Reverberation, in psychoacoustics and acoustics, is a persistence of sound after the sound is produced. A reverberation, or reverb, is created when a sound or signal is reflected causing a large number of reflections to build up and then decay as the sound is absorbed by the surfaces of objects in the space – which could include furniture, people, and air. This is most noticeable when the sound source stops but the reflections continue, decreasing in amplitude, until they reach zero amplitude.
Reverberation is frequency dependent: the length of the decay, or reverberation time, receives special consideration in the architectural design of spaces which need to have specific reverberation times to achieve optimum performance for their intended activity. In comparison to a distinct echo, that is detectable at a minimum of 50 to 100 ms after the previous sound, reverberation is the occurrence of reflections that arrive in a sequence of less than approximately 50 ms. As time passes, the amplitude of the reflections gradually reduces to non-noticeable levels. Reverberation is not limited to indoor spaces as it exists in forests and other outdoor environments where reflection exists.
Reverberation occurs naturally when a person sings, talks, or plays an instrument acoustically in a hall or performance space with sound-reflective surfaces. The sound of reverberation is often electronically added to the vocals of singers and to musical instruments. This is done in both live sound systems and sound recordings by using effects units. Effects units that are specialized in the generation of the reverberation effect are commonly called reverbs.
Whereas reverberation normally adds to the naturalness of recorded sound by adding a sense of space, reverberation can reduce speech intelligibility, especially when noise is also present. Users of hearing aids frequently report difficult in understanding speech in reverberant, noisy situations. Reverberation is a very significant source of mistakes in automatic speech recognition. Dereverberation is the process of reducing the level of reverberation in a sound or signal.
Reverberation time is a measure of the time required for the sound to "fade away" in an enclosed area after the source of the sound has stopped.
When it comes to accurately measuring reverberation time with a meter, the term T60 (an abbreviation for Reverberation Time 60dB) is used. T60 provides an objective reverberation time measurement. It is defined as the time it takes for the sound pressure level to reduce by 60 dB, measured after the generated test signal is abruptly ended.

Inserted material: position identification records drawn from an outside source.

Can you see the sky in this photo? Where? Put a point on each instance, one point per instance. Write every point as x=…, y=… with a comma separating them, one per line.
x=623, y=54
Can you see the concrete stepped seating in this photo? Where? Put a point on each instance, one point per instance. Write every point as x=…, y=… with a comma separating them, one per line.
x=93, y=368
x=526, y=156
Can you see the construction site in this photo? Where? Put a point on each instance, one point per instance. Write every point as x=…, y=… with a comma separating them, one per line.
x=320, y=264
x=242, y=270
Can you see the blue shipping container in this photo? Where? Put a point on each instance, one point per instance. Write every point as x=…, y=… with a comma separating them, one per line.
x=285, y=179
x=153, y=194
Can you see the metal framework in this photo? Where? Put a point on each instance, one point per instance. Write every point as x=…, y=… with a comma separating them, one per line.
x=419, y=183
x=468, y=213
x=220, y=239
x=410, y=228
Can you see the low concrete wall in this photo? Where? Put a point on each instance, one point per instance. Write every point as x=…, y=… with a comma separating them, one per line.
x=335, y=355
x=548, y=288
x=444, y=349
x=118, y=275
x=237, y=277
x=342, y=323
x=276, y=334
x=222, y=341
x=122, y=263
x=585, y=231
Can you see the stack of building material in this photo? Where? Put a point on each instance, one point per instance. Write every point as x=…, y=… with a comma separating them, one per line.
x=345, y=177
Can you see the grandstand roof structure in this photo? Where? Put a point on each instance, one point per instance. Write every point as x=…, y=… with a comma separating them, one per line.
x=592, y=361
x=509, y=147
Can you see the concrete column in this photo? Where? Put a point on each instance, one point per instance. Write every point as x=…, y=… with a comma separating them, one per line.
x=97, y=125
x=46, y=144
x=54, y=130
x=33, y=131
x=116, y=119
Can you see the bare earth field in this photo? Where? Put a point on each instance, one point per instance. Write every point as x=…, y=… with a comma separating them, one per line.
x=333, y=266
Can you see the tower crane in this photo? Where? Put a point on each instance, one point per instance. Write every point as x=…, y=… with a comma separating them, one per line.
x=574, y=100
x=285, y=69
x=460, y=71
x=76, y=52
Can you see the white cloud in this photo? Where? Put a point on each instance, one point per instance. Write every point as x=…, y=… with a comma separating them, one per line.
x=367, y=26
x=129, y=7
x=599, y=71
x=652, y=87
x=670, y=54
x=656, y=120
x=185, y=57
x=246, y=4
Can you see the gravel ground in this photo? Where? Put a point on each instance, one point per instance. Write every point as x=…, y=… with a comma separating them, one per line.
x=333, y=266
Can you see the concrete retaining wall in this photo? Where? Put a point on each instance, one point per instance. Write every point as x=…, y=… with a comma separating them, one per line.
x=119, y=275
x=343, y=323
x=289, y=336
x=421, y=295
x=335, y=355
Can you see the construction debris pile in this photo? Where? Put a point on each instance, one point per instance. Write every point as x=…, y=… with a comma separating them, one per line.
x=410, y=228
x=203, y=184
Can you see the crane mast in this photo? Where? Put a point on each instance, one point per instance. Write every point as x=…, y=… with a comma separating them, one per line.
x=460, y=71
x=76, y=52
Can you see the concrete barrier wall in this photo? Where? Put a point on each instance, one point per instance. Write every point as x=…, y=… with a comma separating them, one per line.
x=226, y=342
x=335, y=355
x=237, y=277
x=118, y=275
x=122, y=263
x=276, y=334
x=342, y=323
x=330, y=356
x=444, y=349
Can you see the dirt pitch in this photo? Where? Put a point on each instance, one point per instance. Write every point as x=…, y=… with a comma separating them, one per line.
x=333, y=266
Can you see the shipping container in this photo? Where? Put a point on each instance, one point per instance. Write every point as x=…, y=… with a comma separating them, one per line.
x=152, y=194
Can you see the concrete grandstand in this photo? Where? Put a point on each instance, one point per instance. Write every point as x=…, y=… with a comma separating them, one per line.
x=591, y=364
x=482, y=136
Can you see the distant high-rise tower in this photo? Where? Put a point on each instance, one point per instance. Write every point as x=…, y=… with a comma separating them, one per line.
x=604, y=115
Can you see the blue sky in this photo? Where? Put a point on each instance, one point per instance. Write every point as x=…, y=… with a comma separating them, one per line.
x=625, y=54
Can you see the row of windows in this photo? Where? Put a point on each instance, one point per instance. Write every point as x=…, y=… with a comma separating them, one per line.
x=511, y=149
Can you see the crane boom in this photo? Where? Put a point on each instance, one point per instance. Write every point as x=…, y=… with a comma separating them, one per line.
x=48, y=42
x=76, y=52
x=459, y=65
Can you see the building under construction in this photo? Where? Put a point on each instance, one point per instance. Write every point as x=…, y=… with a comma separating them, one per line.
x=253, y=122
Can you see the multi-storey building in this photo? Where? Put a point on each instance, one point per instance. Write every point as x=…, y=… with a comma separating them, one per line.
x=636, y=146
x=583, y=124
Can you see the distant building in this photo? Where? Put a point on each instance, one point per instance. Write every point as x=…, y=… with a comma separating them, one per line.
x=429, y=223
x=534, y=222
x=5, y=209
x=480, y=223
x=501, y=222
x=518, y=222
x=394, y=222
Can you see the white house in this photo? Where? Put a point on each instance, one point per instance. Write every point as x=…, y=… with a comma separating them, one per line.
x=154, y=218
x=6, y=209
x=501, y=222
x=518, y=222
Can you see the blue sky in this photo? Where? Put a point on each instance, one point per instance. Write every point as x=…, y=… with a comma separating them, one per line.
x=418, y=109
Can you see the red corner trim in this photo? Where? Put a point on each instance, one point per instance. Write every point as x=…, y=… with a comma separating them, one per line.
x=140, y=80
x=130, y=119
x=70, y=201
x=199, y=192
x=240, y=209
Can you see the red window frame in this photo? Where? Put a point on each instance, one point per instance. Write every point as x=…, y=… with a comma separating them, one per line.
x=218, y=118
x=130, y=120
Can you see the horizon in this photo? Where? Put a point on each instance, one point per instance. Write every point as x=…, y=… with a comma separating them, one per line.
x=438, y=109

Reverberation time is frequently stated as a single value if measured as a wideband signal (20 Hz to 20 kHz). However, being frequency dependent, it can be more precisely described in terms of frequency bands (one octave, 1/3 octave, 1/6 octave, etc.). Being frequency dependent, the reverberation time measured in narrow bands will differ depending on the frequency band being measured. For precision, it is important to know what ranges of frequencies are being described by a reverberation time measurement.
In the late 19th century, Wallace Clement Sabine started experiments at Harvard University to investigate the impact of absorption on the reverberation time. Using a portable wind chest and organ pipes as a sound source, a stopwatch and his ears, he measured the time from interruption of the source to inaudibility (a difference of roughly 60 dB). He found that the reverberation time is proportional to room dimensions and inversely proportional to the amount of absorption present.
The optimum reverberation time for a space in which music is played depends on the type of music that is to be played in the space. Rooms used for speech typically need a shorter reverberation time so that speech can be understood more clearly. If the reflected sound from one syllable is still heard when the next syllable is spoken, it may be difficult to understand what was said. "Cat", "Cab", and "Cap" may all sound very similar. If on the other hand the reverberation time is too short, tonal balance and loudness may suffer. Reverberation effects are often used in studios to add depth to sounds. Reverberation changes the perceived spectral structure of a sound but does not alter the pitch.
Basic factors that affect a room's reverberation time include the size and shape of the enclosure as well as the materials used in the construction of the room. Every object placed within the enclosure can also affect this reverberation time, including people and their belongings.